Trump's mere musing that he would review allies' financial contributions in this case those owed by Estonia, Latvia and Lithuania before acting under NATO's Article 5 mutual defense clause if they were attacked by Russian Federation could rock the foundations of the security architecture that has underpinned European stability since the end of World War II.
Kalnins took to Twitter to mock Trump's remarks. According to a statement released by Jake Sullivan, the senior foreign policy adviser to the former secretary of state, Trump has deceptively shown that the U.S. can not advance its interests and values around the world as it lacks the moral authority to do so. The Washington conference was told by Brett McGurk, the United States special envoy on countering Isis, that the capture of Mosul was the ultimate test for the coalition.
"Regardless of who will be the president of America, we will trust in America", Lithuanian President Dalia Grybauskaite told reporters in Vilnius. "It has always defended nations under attack". Another factor, he said, was "personal discipline in terms of doing your homework, and knowing your subject matter, and being able to stay focused".
Responding to Trump's suggestion that his decisions would depend in part on whether states that were attacked were meeting their financial commitments to the alliance, former diplomat Richard Haass, president of the Council on Foreign Relations, said it is important not to see North Atlantic Treaty Organisation or any alliance exclusively in budget terms.
"What John Kerry said to me, a week ago, when I got this job, is what he and the Americans were wanting to see was more United Kingdom, not less UK".
If the Baltic states failed to contribute more, "Yes, I would be absolutely prepared to tell those countries, 'Congratulations, you will be defending yourself, ' " he said.
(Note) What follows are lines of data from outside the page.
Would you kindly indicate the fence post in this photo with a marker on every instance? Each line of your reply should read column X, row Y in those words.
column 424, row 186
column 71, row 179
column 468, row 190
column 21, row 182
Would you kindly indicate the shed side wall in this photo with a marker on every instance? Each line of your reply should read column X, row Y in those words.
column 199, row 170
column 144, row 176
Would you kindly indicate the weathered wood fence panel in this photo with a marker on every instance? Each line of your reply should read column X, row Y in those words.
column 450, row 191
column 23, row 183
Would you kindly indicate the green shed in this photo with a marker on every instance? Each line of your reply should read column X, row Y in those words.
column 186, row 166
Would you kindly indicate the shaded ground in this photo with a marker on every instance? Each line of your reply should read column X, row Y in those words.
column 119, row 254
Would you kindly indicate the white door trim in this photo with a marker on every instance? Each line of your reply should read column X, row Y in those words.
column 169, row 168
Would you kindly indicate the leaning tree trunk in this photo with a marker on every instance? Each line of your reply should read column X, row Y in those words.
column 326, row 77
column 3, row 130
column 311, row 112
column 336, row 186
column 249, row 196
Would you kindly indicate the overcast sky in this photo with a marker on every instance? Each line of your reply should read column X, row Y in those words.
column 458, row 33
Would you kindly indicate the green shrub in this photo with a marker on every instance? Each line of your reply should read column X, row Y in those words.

Sullivan noted that Trump has a "bizarre and occasionally obsequious fascination" when it comes to Russian President Vladimir Putin.
When asked whether he would provide military aid to the Baltic countries if Russian Federation were to attack, Trump replied, "If they fulfill their obligations to us, the answer is yes". Of the three Baltic states, only Estonia now meets that requirement, although Latvia and Lithuania drastically increased defense spending since Russia's 2014 annexation of Crimea, and both hope to meet it by 2018.
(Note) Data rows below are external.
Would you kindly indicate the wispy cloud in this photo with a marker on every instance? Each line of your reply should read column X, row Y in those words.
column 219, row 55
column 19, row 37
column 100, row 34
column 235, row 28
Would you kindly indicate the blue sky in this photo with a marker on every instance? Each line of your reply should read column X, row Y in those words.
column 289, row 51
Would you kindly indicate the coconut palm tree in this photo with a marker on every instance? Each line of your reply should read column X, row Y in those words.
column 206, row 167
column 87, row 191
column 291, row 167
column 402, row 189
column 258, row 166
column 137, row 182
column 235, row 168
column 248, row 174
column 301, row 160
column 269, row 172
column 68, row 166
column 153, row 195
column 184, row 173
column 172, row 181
"I will not interfere in the US election campaign, but what I can do is say what matters for NATO", NATO Secretary General Jens Stoltenberg said. If we start putting conditions on defending each other, then the treaty is worthless.
Retired Adm. James Stavridis, the former NATO Supreme Allied Commander who has been rumored to be a potential vice presidential choice for Hillary Clinton, tweeted that Trump's NATO comments would bring "great cheer in the Kremlin". To someone like Vladimir Putin, who has been testing NATO's resolve with his exploits in Crimea and Ukraine, this could be a risky enticement to further adventurism.
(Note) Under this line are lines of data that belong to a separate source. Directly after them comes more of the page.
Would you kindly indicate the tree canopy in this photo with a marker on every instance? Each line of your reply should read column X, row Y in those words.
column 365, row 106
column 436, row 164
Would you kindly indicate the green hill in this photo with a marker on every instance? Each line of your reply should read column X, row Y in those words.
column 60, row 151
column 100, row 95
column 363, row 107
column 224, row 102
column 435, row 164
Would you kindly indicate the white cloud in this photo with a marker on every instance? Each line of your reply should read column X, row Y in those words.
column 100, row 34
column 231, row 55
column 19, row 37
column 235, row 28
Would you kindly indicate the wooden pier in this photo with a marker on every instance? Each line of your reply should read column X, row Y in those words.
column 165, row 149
Republican presidential candidate Donald Trump, center, gives a thumbs up as he talks with production crew during a walk through in preparation for his speech at the Republican National Convention on Thursday in Cleveland.
The campaign of Hillary Clinton, the presumptive Democratic nominee, pounced on Trump's remarks as another indication that he was unfit to lead.
Conservative foreign policy columnist Eli Lake: "Today it's the Republican nominee who would let Putin get away with an invasion of Ukraine".
"NATO is the most important military alliance in world history".